The release called it a hasty search: "Crews were out early Monday morning expanding the search area on foot, by horseback and by helicopter."
Two dog teams also assisted.
This was the first time someone was missing longer than a couple of hours, said Betty Lieurance, park public information officer.
"Typically, when people get lost in the park, we find them, or they resurface within a couple of hours," Lieurance said.
Expectations of finding Dale were high the first couple of days, and Denean patiently stood at the lookout point watching rescuers search for her husband.
By midweek, the extra power and helicopter were needed to respond to the Black Forest fire outside Colorado Springs.

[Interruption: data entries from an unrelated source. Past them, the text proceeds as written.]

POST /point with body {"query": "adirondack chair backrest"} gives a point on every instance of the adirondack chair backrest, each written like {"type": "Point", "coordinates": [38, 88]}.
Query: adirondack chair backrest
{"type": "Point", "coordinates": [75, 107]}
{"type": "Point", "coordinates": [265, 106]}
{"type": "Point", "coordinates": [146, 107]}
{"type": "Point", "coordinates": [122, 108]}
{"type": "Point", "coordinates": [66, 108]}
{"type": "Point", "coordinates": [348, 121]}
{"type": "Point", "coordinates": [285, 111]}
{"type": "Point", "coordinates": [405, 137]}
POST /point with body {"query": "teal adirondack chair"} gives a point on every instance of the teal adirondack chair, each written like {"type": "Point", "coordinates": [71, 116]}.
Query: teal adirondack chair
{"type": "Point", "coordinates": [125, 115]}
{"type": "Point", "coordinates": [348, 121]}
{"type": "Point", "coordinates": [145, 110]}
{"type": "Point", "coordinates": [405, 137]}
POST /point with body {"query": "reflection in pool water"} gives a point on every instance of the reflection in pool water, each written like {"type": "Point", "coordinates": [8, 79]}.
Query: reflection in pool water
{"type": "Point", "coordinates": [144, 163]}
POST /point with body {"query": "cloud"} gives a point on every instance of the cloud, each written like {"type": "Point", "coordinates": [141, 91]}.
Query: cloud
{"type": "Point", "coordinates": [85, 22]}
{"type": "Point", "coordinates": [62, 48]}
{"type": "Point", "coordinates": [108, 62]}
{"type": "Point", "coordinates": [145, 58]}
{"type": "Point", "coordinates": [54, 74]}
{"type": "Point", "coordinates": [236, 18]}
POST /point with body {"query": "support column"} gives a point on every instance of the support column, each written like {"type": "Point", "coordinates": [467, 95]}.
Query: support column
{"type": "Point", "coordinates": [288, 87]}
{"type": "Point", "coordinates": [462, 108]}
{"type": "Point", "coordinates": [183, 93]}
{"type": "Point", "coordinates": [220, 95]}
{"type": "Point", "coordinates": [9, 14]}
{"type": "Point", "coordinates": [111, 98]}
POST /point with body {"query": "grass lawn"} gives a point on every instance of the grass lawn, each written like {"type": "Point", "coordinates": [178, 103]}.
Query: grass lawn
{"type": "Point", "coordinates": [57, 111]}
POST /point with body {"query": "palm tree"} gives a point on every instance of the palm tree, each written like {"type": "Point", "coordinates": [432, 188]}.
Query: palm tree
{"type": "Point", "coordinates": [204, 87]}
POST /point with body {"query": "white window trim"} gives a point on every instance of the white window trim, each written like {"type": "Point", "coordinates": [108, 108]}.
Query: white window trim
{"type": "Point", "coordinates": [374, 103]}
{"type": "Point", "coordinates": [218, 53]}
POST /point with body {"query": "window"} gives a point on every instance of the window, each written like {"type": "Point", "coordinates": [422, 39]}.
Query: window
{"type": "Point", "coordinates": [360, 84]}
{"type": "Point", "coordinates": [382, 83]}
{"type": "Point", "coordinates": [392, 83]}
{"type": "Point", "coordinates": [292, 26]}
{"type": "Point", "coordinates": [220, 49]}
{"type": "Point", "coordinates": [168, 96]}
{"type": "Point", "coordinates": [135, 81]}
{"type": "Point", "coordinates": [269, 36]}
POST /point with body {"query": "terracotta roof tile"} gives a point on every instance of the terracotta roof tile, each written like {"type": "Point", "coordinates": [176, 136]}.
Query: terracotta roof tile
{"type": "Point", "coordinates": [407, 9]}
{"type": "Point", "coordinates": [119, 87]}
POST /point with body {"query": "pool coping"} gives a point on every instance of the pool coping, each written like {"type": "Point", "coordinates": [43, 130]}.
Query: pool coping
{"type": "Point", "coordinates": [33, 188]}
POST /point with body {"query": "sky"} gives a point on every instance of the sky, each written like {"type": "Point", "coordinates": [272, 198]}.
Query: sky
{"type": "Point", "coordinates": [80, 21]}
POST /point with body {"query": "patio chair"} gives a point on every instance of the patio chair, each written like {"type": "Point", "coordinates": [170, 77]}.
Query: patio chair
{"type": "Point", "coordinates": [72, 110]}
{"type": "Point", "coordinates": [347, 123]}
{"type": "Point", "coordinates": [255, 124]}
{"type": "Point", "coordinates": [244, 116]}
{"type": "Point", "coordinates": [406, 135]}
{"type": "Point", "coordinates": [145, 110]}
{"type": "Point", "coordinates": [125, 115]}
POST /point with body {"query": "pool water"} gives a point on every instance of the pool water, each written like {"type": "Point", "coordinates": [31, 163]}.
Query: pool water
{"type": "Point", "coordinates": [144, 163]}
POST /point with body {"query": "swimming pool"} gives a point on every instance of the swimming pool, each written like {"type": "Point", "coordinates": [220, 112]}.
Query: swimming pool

The search was scaled back.
At the end of the week, the rangers took Denean and her family into a small room. There were two lists on the wall. One was filled with reasons to continue to search for Dale. There were only four reasons to stop.

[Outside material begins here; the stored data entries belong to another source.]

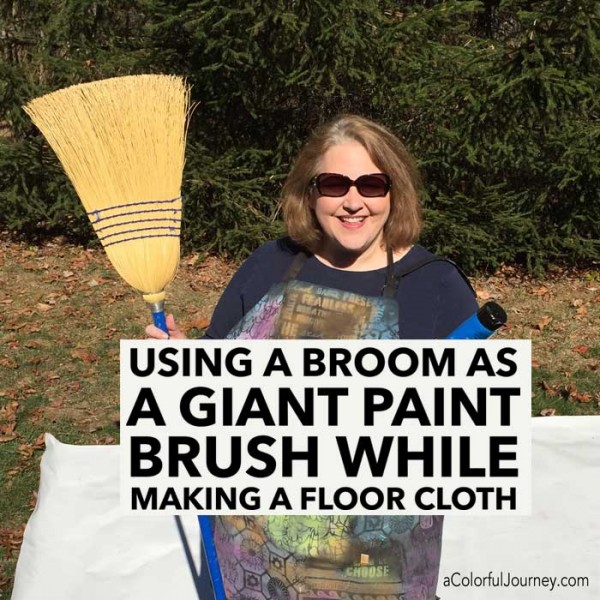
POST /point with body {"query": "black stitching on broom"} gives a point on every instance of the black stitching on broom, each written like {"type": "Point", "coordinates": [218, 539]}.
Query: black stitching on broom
{"type": "Point", "coordinates": [141, 237]}
{"type": "Point", "coordinates": [99, 229]}
{"type": "Point", "coordinates": [97, 211]}
{"type": "Point", "coordinates": [133, 212]}
{"type": "Point", "coordinates": [136, 230]}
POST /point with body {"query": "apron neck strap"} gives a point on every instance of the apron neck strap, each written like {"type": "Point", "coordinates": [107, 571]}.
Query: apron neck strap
{"type": "Point", "coordinates": [389, 290]}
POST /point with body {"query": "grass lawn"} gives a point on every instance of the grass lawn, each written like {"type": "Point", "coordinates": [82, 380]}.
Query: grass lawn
{"type": "Point", "coordinates": [63, 311]}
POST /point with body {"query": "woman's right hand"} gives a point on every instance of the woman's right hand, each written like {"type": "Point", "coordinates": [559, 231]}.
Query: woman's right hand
{"type": "Point", "coordinates": [154, 333]}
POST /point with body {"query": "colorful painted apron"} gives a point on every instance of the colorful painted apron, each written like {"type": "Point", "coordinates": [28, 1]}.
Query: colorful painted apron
{"type": "Point", "coordinates": [314, 557]}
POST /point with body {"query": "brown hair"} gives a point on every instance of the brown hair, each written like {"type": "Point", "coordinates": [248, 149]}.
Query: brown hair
{"type": "Point", "coordinates": [403, 225]}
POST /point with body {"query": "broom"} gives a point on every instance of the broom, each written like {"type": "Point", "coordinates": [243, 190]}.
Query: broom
{"type": "Point", "coordinates": [121, 142]}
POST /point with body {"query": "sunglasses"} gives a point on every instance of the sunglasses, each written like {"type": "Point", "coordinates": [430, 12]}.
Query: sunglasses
{"type": "Point", "coordinates": [334, 185]}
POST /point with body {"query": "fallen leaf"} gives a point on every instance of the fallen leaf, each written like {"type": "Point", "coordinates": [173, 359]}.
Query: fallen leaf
{"type": "Point", "coordinates": [581, 349]}
{"type": "Point", "coordinates": [543, 322]}
{"type": "Point", "coordinates": [85, 355]}
{"type": "Point", "coordinates": [8, 363]}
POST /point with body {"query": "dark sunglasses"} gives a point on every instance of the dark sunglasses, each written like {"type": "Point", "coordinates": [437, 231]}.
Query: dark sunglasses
{"type": "Point", "coordinates": [334, 185]}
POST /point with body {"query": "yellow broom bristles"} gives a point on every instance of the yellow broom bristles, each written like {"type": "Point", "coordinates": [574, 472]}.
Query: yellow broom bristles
{"type": "Point", "coordinates": [121, 142]}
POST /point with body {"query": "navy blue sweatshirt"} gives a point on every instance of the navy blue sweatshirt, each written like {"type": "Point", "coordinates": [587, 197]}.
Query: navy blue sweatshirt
{"type": "Point", "coordinates": [433, 299]}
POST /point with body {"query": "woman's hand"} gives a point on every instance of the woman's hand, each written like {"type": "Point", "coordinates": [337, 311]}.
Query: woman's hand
{"type": "Point", "coordinates": [175, 333]}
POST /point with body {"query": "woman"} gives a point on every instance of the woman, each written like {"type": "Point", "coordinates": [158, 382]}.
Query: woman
{"type": "Point", "coordinates": [349, 269]}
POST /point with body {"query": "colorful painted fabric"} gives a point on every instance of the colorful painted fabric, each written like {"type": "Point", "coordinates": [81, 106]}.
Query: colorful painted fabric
{"type": "Point", "coordinates": [314, 557]}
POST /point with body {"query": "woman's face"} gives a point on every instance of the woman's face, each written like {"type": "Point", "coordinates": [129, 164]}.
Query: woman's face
{"type": "Point", "coordinates": [352, 224]}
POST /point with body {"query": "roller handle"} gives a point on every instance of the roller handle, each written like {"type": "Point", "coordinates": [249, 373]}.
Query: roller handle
{"type": "Point", "coordinates": [482, 324]}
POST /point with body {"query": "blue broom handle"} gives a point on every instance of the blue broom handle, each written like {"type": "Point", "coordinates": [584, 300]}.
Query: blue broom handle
{"type": "Point", "coordinates": [212, 558]}
{"type": "Point", "coordinates": [160, 320]}
{"type": "Point", "coordinates": [210, 551]}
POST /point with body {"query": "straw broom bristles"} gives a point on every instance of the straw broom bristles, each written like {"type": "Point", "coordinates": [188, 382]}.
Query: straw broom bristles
{"type": "Point", "coordinates": [121, 142]}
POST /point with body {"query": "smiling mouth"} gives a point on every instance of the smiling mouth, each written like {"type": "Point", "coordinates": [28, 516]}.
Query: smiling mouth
{"type": "Point", "coordinates": [352, 219]}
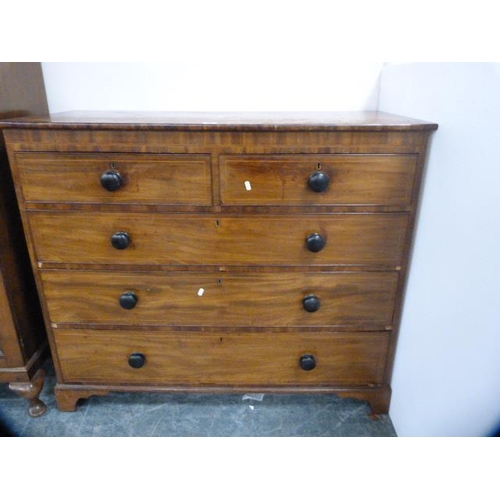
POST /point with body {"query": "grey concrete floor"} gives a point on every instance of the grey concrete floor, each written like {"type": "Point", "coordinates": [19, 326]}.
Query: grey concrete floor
{"type": "Point", "coordinates": [149, 414]}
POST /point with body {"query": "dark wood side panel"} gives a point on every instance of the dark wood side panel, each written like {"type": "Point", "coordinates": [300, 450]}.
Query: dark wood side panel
{"type": "Point", "coordinates": [225, 299]}
{"type": "Point", "coordinates": [283, 179]}
{"type": "Point", "coordinates": [76, 178]}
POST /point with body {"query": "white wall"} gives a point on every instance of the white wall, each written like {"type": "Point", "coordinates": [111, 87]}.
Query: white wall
{"type": "Point", "coordinates": [211, 86]}
{"type": "Point", "coordinates": [447, 373]}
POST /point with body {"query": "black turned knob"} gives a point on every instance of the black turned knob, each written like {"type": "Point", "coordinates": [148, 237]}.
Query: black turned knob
{"type": "Point", "coordinates": [311, 303]}
{"type": "Point", "coordinates": [111, 180]}
{"type": "Point", "coordinates": [137, 360]}
{"type": "Point", "coordinates": [121, 240]}
{"type": "Point", "coordinates": [307, 362]}
{"type": "Point", "coordinates": [318, 181]}
{"type": "Point", "coordinates": [315, 242]}
{"type": "Point", "coordinates": [128, 300]}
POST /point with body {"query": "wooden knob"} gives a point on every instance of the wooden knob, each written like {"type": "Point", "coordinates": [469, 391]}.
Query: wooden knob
{"type": "Point", "coordinates": [128, 300]}
{"type": "Point", "coordinates": [319, 181]}
{"type": "Point", "coordinates": [311, 303]}
{"type": "Point", "coordinates": [137, 360]}
{"type": "Point", "coordinates": [307, 362]}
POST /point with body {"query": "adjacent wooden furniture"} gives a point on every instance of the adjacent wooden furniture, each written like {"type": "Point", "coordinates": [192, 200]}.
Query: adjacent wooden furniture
{"type": "Point", "coordinates": [220, 252]}
{"type": "Point", "coordinates": [23, 342]}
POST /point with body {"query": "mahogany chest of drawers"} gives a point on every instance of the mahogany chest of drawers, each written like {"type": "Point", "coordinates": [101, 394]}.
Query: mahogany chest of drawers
{"type": "Point", "coordinates": [220, 252]}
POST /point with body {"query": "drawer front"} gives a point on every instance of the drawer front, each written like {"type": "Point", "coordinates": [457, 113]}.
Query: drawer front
{"type": "Point", "coordinates": [241, 300]}
{"type": "Point", "coordinates": [350, 239]}
{"type": "Point", "coordinates": [341, 179]}
{"type": "Point", "coordinates": [96, 356]}
{"type": "Point", "coordinates": [137, 178]}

She expected them to keep searching. "There were more reasons to continue," she said.
The chances of Dale's survivability were slim, park officials said.
The search was scaled back again.
"The search for Mitchell Stehling, which has been underway since last Sunday, has been scaled back due to lack of clues and new information," a third news release issued by the park stated.
There were no clues. No signs of life. No signs of death. No footprints to follow.
Temperatures in the park were over 100 degrees that week. Dale did not have water.
He was supposed to be gone only half an hour.
Park officials continue to search for Dale in a limited mode.
Denean does not want to give up. She's sure her husband is still out there.
"I know my husband," she said. "He's an outdoorsman. If he was physically capable of moving, he'd know how to find food and water."
After scaling back the search, rangers plastered posters all over the park with a photo of Dale, and they finally received their first tip.
A couple had seen Dale on June 9.
He was resting on Petroglyph Point Trail, a 2.4-mile route that splits off from the Spruce Tree House Trail.
How much farther is it, he asked the couple.
They told him he was about halfway there.
The couple saw Dale once more at another fork in the trail.
That was the last time they saw him.
Denean and Dale have been married 32 years. They celebrated their anniversary in March.
Together, they have four children and six grandchildren. Dale has an older son who spent weeks searching the park for his father.
He just returned home.
"If God said his number is up, I'd be OK with that," Denean said. "I know Dale was good with God."
Every night, she sends a text message to her husband, just like she would while she worked a seven-day shift.
She tells him she loves him and she misses him.
She doesn't believe he's dead.
"I don't feel that," she said. "If it was his day, I need to know that."
Right now, she has peace.
"A lot of people don't understand the peace of God," she said. "I have peace."
When Denean arrives in Colorado, she plans to take a picture of Dale with his family - he lived for his children and grandchildren - and tell his story.
"I just want Dale's face out there," she said.
She wants to keep the search alive.
"I'm not fooling myself," she said. "I know he can be dead, but I just don't have that feeling.
"My heart may forever be in Colorado."